The House of Correction in Franklin tends to post more frequently than the main county jail due to its size and turnover rate. Watch both.
Realistic Expectations
Correctional work is physically and mentally demanding. The job involves managing confined populations, responding to emergencies, writing detailed incident reports, and working shifts that rotate or fall on holidays. Officers who last in this field tend to be people who have clear boundaries, stay calm under verbal pressure, and take the documentation side of the job seriously.
The pension and union protections make county correctional work more stable than most private-sector jobs. But the early years involve the least desirable shifts and posts. If you are serious about the career, apply now, use the wait time productively, and go into the oral board ready to talk about real situations you have handled, not hypotheticals.
For context, the same systematic approach to job searching applies whether you are going after correctional officer roles here or something entirely different, like data scientist jobs in the Bay Area or jobs in Guadalajara Jalisco. The fundamentals of tracking applications and staying organized do not change by industry.
FAQ
How long does it take to get hired as a correctional officer in Milwaukee County?
The full process from application to conditional offer typically takes two to four months. The background investigation is usually the longest step. State DOC timelines are similar.
Do I need a college degree to apply?
No. A high school diploma or GED meets the minimum requirement for most Milwaukee County and Wisconsin DOC correctional officer positions. Some college credit is preferred but not required at entry level.
What disqualifies you from becoming a correctional officer in Milwaukee County?
A felony conviction is typically disqualifying. Serious misdemeanors, dishonesty during the hiring process, or failure to pass the psychological evaluation can also result in disqualification. Each case is reviewed individually.
Is there a physical fitness test?
Yes, a medical and physical fitness exam is part of the process. Specific standards vary by position and facility. Start preparing your cardiovascular endurance and functional strength before you apply.

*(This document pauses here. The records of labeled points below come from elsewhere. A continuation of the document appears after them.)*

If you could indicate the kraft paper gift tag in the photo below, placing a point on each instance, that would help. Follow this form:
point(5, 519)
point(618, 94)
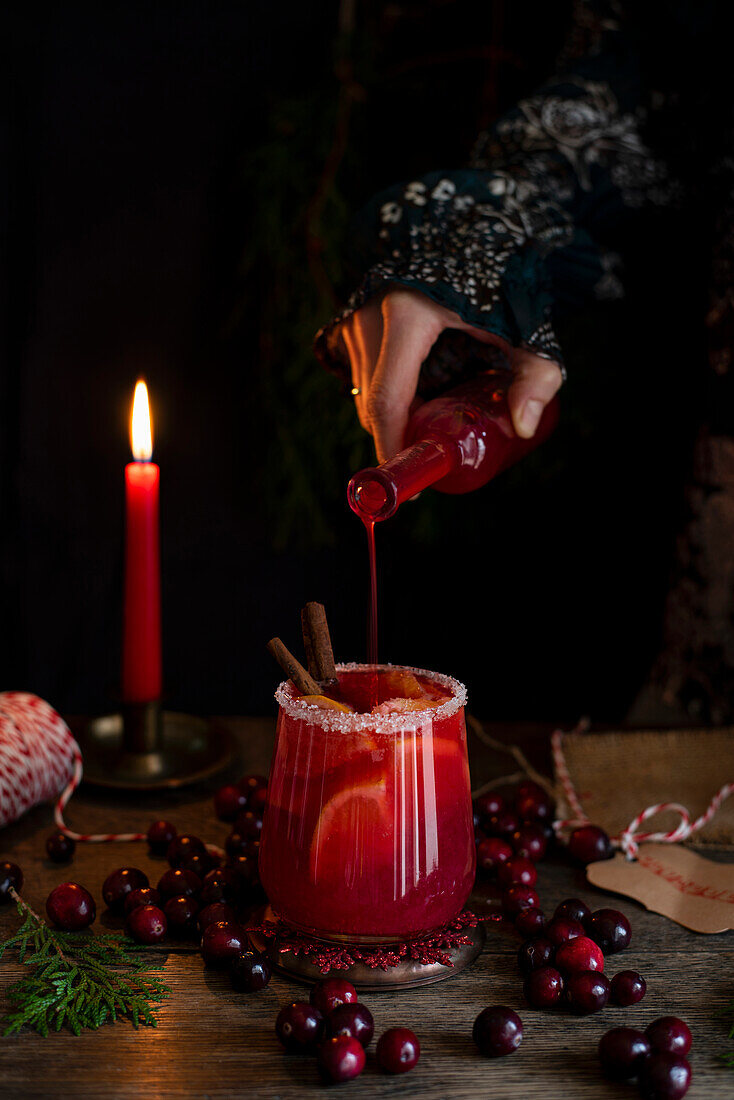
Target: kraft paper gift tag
point(675, 881)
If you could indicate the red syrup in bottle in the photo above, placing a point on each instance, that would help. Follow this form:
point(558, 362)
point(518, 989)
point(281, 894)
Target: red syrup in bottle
point(456, 442)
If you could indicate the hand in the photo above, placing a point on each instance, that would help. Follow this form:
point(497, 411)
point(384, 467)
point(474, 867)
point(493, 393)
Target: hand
point(389, 340)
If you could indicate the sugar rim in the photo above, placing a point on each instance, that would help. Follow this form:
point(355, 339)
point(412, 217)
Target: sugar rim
point(376, 723)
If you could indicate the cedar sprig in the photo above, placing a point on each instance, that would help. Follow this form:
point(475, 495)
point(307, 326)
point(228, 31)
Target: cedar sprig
point(77, 980)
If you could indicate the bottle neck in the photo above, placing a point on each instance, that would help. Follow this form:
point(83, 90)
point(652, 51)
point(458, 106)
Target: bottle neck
point(376, 493)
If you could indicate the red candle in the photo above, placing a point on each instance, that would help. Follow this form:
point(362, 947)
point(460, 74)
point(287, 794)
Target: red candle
point(141, 642)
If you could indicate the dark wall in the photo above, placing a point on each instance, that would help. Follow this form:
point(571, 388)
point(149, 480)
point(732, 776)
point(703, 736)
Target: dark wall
point(131, 129)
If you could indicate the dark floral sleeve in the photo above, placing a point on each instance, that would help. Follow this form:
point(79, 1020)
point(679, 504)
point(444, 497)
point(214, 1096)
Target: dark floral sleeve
point(518, 233)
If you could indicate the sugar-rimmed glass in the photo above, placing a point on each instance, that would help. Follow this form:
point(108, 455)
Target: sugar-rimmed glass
point(368, 833)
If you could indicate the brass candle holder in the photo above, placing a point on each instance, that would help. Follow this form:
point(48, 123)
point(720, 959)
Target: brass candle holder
point(146, 748)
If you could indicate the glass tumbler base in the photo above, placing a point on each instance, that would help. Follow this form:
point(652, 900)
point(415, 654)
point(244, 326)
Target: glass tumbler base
point(407, 974)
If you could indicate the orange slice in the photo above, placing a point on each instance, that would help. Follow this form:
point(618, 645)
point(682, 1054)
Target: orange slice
point(348, 825)
point(406, 705)
point(326, 703)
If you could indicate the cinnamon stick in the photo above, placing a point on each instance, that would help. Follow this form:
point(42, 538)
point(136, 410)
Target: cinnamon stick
point(317, 642)
point(293, 669)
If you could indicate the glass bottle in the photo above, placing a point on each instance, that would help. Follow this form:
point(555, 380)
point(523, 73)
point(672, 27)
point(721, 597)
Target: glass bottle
point(456, 442)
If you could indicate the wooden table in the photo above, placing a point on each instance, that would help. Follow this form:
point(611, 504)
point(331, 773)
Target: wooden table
point(215, 1043)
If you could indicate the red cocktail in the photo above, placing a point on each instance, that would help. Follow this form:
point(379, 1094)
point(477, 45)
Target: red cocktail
point(369, 831)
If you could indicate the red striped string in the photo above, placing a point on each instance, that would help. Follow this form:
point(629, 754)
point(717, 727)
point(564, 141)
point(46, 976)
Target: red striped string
point(630, 839)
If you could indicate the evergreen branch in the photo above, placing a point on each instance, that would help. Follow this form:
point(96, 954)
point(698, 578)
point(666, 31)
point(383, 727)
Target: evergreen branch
point(78, 980)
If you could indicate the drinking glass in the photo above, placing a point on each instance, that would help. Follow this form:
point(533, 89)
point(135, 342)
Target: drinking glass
point(368, 833)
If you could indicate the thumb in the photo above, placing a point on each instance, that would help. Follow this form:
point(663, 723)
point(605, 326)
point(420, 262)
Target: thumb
point(535, 382)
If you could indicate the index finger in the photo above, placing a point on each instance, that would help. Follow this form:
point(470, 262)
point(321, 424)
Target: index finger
point(407, 339)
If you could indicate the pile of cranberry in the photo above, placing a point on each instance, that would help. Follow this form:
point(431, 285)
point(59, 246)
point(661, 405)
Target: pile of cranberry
point(562, 958)
point(338, 1029)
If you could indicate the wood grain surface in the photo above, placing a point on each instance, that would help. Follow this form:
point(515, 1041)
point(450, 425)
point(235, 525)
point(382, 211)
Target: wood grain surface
point(215, 1043)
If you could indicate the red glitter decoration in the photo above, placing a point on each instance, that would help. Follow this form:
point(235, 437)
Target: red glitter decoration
point(430, 947)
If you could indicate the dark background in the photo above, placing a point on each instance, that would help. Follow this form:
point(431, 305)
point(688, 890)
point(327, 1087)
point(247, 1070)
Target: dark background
point(163, 215)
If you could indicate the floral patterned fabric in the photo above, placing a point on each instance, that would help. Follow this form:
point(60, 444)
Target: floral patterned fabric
point(517, 234)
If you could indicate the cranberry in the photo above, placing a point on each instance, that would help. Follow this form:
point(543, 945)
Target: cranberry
point(530, 842)
point(590, 844)
point(177, 881)
point(70, 906)
point(229, 801)
point(160, 835)
point(503, 824)
point(200, 864)
point(670, 1034)
point(143, 895)
point(535, 953)
point(579, 954)
point(627, 988)
point(249, 824)
point(59, 847)
point(249, 783)
point(211, 914)
point(664, 1076)
point(573, 909)
point(610, 930)
point(219, 884)
point(119, 883)
point(183, 847)
point(497, 1031)
point(530, 922)
point(11, 878)
point(544, 988)
point(146, 924)
point(250, 971)
point(622, 1052)
point(251, 848)
point(299, 1026)
point(560, 930)
point(489, 805)
point(491, 854)
point(221, 943)
point(587, 991)
point(515, 899)
point(329, 992)
point(341, 1058)
point(181, 914)
point(236, 844)
point(397, 1051)
point(353, 1020)
point(517, 871)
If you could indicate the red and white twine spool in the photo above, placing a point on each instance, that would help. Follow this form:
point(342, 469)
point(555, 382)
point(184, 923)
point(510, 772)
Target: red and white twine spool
point(40, 760)
point(630, 838)
point(39, 756)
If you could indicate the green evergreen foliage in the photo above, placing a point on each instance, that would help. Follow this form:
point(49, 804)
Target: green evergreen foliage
point(77, 980)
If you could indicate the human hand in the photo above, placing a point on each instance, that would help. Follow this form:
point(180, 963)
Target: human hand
point(387, 341)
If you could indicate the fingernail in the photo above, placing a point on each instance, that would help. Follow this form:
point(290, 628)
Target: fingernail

Where do I actually find and apply for Milwaukee County correctional officer jobs?
County roles post through Milwaukee County's civil service online portal. State DOC roles in Milwaukee post at Wisc.Jobs. Check both, because they are separate systems with separate applications.
What is the difference between the Milwaukee County Jail and the House of Correction?
The Milwaukee County Jail is a pretrial detention facility downtown. The House of Correction in Franklin houses sentenced inmates, typically serving shorter sentences. Both are operated under Milwaukee County, but they have different populations and operational focuses.
Can I apply to both county and state correctional positions at the same time?
Yes, and it is a good idea. They are completely separate employers with separate applications and hiring timelines. Applying to both increases your chances and gives you options if one process moves faster.